A distant echo of the terrible word hurled to the face of the world by Mrs Roland at the bottom of the scaffold, this legitimate claim of liberty is merciless. Anecdotally, in the file of the site dedicated to Courier, “They said about him,” a space is reserved for poets, and included are several poems by Eugène Bizeau (1883-1989), as well as one from his son Max-Olivier. It so happens that Pierre Moreau and his wife were the parents of Eugène’s grand-mother...
Courier denounces the numerous taxes imposed on the people, and even more, the scourge which overwhelms farmers: the draft. This last measure, put in place by the Revolution, sought to call on young men to protect the nation in danger. The Convention carried out an initial recruitment by the massive draft of 300 000 men, which the people sharply contested.

In asserting that "every Frenchman is a soldier and must defend his country," the Jourdan law of September 5th, 1798, founded the modern draft and modern military service. Soldiering, from which professionals were exempt, became a duty for 20 to 25 year-old male citizens who were required to register on the municipal register. To earn the favour of the bourgeoisie, Napoléon firstly implemented the substitution of any draftee for pay; and secondly, he introduced random drawing, and regulated service exemptions.
The people disapproved of these measures taken by “the ogre,” a disapproval so powerful that when Louis XVIII granted the Charter in June 1814, he announced in an undeniably political move in article 12:"Conscription is abolished. The form of enlistment for the Army and the navy is determined by law."
After some years of hesitation, the King entrusted the care to define this law to Gouvion, Minister for the War. With the text of March 10, 1818 which bears his name, contrary to the promise of the Charter, the marshal did not abrogate the draft. The law adjusted it by setting the number of men raised by drawing to 40 000, which would bring the total number of men at the end of six years (span of a soldier's service) to 240 000. The law planned for two stages: to call on enlisted volunteers, and then to supplement this number by having the county town draw draftees under the supervision of civil authorities.
The registered conscripts or their representatives were called in the order of the registration list and made to pick a number from a box. The draw stopped when the desired contingent was reached. The possibility of repurchasing one's number was always possible. Deserters were tried by a war council and risked the death penalty, such that those who were not rich enough to be replaced were often driven to the brink of suicide:

- Simon Gabelin, not wanting to go to the army…
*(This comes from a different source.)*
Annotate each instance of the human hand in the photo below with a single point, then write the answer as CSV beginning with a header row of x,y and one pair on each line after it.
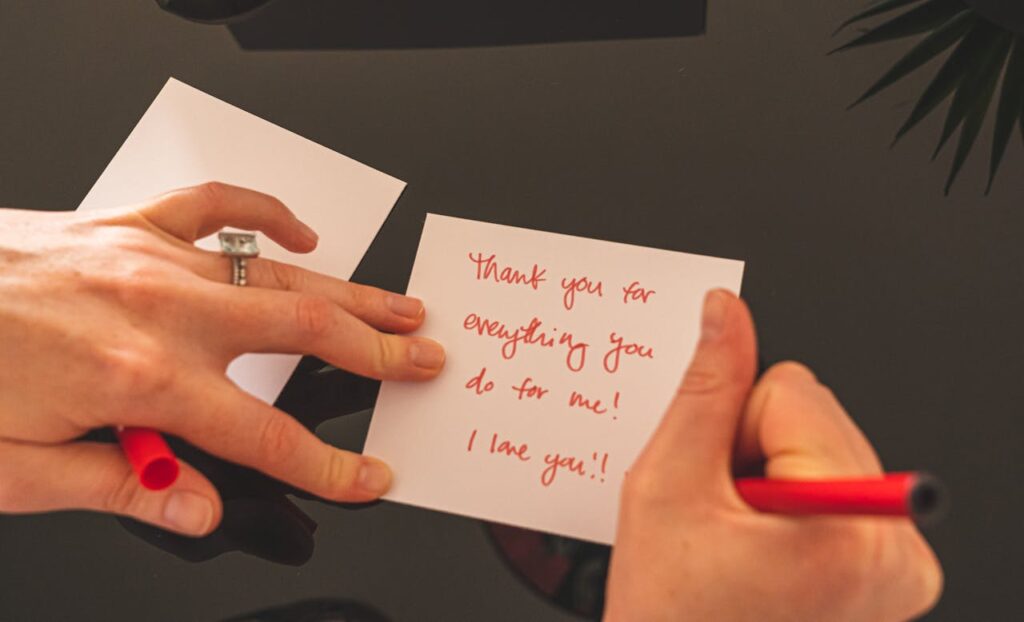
x,y
115,318
689,548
Rarely has Courier shown himself to be as human as in this lampoon that is an indisputable plea for the cause of those whom no spokesperson defends, and who have only their lives for riches… We specify this to send back to their books all small-minded or right-thinking people, who see in the person of Paul-Louis Courier merely a wet blanket, a troublemaker, a spoilsport; he is in his core profoundly different from that; he is a man who suffers with other people, and proclaims their suffering.
A little more than a century later, Albert Camus reminds us of this, in his own way in "L'homme révolté" (The Rebel): "I rebel therefore we are".